WASHINGTON — The House passed a massive $340 billion transportation bill on Thursday, striking two key provisions hated by the banking industry while adding several other measures that could affect financial institutions.
The House bill, which passed 363 to 64, amended the Senate's DRIVE Act to strike a provision that would have paid for the bill by slashing dividends paid to banks by the Federal Reserve Board. It also eliminated a provision that would have extended an increase in guarantee fees charged by Fannie Mae and Freddie Mac.
Instead, Reps. Randy Neugebauer, R-Texas, and Bill Huizenga, R-Mich., successfully added an amendment that would liquidate a $29.3 billion surplus account at the Fed and deposit the balance into the general fund.
Rep.
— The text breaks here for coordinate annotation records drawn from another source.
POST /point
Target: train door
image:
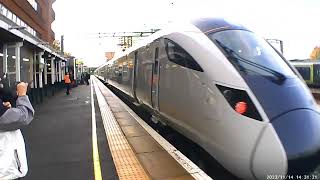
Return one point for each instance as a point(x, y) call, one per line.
point(155, 76)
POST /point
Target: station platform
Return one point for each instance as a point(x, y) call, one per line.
point(92, 134)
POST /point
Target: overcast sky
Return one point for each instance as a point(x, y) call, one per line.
point(296, 22)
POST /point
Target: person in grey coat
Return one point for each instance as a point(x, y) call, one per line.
point(13, 161)
point(21, 115)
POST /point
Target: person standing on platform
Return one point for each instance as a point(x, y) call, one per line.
point(13, 160)
point(67, 82)
point(87, 77)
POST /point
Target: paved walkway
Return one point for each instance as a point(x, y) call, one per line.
point(59, 139)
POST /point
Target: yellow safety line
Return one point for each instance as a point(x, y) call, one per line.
point(126, 162)
point(95, 149)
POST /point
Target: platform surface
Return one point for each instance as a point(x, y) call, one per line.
point(59, 139)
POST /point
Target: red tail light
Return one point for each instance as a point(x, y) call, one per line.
point(240, 101)
point(241, 107)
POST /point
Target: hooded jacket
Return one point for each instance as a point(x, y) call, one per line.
point(13, 161)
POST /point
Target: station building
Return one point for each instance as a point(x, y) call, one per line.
point(26, 52)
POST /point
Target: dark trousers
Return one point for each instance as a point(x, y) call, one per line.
point(68, 86)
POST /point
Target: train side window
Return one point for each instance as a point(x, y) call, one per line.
point(179, 56)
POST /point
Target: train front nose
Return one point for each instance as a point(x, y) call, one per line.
point(299, 133)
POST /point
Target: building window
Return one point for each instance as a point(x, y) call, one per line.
point(34, 4)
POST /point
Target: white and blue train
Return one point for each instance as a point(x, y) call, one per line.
point(227, 90)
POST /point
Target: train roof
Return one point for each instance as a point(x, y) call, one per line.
point(304, 62)
point(200, 25)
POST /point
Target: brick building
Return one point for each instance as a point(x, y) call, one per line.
point(26, 52)
point(35, 15)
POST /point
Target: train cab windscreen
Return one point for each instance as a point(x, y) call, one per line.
point(251, 55)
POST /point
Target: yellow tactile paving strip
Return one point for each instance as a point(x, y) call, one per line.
point(126, 162)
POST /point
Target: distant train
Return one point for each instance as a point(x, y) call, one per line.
point(310, 71)
point(227, 90)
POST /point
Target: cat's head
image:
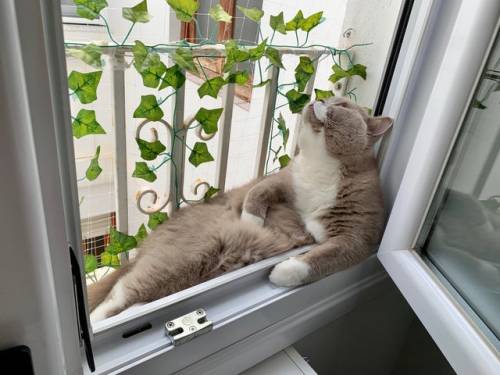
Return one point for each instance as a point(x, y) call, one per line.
point(340, 128)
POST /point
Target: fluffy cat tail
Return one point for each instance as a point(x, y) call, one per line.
point(97, 292)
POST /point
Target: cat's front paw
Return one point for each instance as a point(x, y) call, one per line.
point(251, 218)
point(289, 273)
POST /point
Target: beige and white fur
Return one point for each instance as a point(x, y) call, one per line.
point(329, 195)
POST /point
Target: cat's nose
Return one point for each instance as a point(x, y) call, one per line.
point(319, 110)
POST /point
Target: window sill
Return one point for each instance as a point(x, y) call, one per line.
point(246, 309)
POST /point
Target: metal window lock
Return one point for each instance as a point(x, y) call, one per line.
point(188, 326)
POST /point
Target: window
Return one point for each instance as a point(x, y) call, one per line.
point(435, 241)
point(462, 231)
point(205, 28)
point(249, 144)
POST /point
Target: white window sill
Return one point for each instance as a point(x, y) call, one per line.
point(245, 309)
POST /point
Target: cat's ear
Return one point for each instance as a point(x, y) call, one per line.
point(377, 126)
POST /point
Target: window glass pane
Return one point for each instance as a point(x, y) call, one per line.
point(463, 239)
point(124, 174)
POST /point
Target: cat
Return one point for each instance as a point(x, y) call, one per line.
point(328, 196)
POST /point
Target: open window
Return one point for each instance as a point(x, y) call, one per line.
point(96, 168)
point(116, 182)
point(441, 243)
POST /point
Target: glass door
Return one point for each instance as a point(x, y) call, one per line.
point(442, 242)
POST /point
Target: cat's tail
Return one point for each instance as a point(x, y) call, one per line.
point(97, 292)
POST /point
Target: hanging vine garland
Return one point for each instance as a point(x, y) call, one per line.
point(185, 56)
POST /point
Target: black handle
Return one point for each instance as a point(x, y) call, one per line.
point(17, 360)
point(80, 306)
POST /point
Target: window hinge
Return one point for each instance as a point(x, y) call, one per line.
point(186, 327)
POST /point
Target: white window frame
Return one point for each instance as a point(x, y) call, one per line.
point(247, 311)
point(465, 346)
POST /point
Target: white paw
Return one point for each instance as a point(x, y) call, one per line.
point(251, 218)
point(97, 315)
point(291, 272)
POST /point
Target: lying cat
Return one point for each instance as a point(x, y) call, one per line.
point(328, 195)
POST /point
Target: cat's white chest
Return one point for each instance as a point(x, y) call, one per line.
point(316, 185)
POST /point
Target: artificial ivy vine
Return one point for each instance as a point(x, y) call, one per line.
point(157, 75)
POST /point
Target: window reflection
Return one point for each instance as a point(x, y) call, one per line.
point(463, 239)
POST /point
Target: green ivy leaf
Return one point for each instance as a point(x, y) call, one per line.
point(208, 119)
point(149, 108)
point(184, 58)
point(311, 22)
point(86, 124)
point(94, 169)
point(240, 77)
point(255, 14)
point(90, 9)
point(303, 72)
point(257, 52)
point(90, 262)
point(210, 193)
point(355, 70)
point(323, 94)
point(184, 9)
point(152, 76)
point(274, 57)
point(284, 131)
point(211, 87)
point(110, 260)
point(218, 13)
point(144, 57)
point(234, 55)
point(200, 154)
point(142, 171)
point(296, 22)
point(174, 77)
point(141, 234)
point(263, 83)
point(277, 23)
point(156, 219)
point(478, 104)
point(90, 54)
point(284, 160)
point(138, 13)
point(84, 85)
point(120, 242)
point(150, 150)
point(296, 100)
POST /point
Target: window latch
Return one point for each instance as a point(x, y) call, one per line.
point(186, 327)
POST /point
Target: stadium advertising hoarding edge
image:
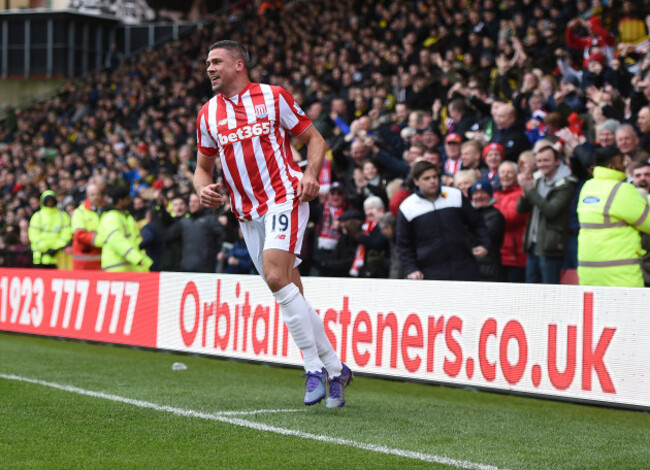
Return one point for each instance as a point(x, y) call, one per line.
point(569, 342)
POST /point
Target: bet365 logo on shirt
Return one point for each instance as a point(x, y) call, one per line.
point(245, 132)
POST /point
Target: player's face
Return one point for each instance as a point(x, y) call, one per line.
point(222, 67)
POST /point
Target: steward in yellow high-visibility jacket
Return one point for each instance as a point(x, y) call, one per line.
point(119, 236)
point(49, 232)
point(85, 220)
point(611, 214)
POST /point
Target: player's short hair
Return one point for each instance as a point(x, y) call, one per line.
point(234, 47)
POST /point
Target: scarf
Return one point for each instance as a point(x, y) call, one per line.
point(360, 255)
point(327, 237)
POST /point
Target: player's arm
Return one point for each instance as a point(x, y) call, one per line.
point(204, 185)
point(316, 147)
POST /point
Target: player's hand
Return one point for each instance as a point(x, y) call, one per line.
point(479, 252)
point(211, 196)
point(307, 188)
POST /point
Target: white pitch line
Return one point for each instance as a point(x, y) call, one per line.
point(222, 417)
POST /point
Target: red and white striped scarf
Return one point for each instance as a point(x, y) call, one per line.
point(327, 237)
point(360, 255)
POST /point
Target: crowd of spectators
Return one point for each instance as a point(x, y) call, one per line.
point(475, 88)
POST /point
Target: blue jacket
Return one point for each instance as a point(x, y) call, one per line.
point(436, 237)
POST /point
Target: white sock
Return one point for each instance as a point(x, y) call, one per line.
point(295, 312)
point(325, 350)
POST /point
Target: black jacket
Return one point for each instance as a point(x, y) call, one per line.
point(201, 235)
point(437, 237)
point(490, 265)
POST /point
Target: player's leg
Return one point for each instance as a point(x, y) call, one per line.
point(340, 375)
point(326, 352)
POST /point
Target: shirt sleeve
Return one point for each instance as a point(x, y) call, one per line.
point(205, 140)
point(292, 117)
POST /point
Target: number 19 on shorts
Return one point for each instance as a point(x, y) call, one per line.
point(279, 223)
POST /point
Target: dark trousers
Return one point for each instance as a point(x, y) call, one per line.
point(543, 269)
point(514, 274)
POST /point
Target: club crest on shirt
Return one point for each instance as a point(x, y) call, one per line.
point(298, 109)
point(260, 111)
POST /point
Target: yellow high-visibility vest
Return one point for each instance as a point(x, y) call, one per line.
point(611, 214)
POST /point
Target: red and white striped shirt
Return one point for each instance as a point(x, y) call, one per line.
point(249, 133)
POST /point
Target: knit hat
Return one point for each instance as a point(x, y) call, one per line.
point(453, 137)
point(492, 147)
point(481, 185)
point(598, 57)
point(610, 124)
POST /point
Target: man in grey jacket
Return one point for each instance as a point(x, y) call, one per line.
point(548, 199)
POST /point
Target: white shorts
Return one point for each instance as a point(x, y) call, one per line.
point(281, 228)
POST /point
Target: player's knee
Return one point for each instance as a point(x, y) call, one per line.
point(275, 280)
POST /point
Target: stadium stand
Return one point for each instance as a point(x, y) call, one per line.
point(383, 83)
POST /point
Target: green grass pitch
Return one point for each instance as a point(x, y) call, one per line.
point(74, 405)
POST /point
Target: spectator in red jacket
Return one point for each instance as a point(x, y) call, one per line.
point(513, 257)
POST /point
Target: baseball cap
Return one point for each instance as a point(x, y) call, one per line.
point(492, 147)
point(336, 186)
point(481, 185)
point(453, 138)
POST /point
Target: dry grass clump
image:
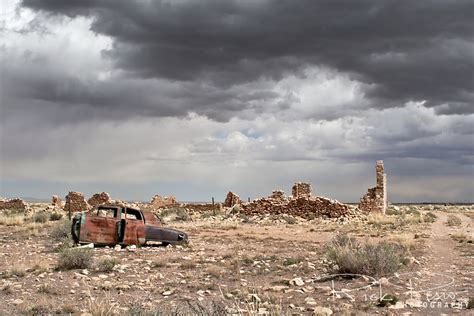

Jeb Hensarling, R-Texas, also succeeded in adding a Frankenstein amendment that contained the texts of 15 different bills that had been approved previously by the House. The bills would, among other things, ease annual privacy notice requirements for certain financial institutions, allow privately-insured credit unions to become members of the Federal Home Loan Bank system and let more banks qualify for less regular on-site exams from regulators.
The financial services industry is not celebrating yet. House and Senate leaders must still negotiate on a final bill, reconciling the differences between their respective versions.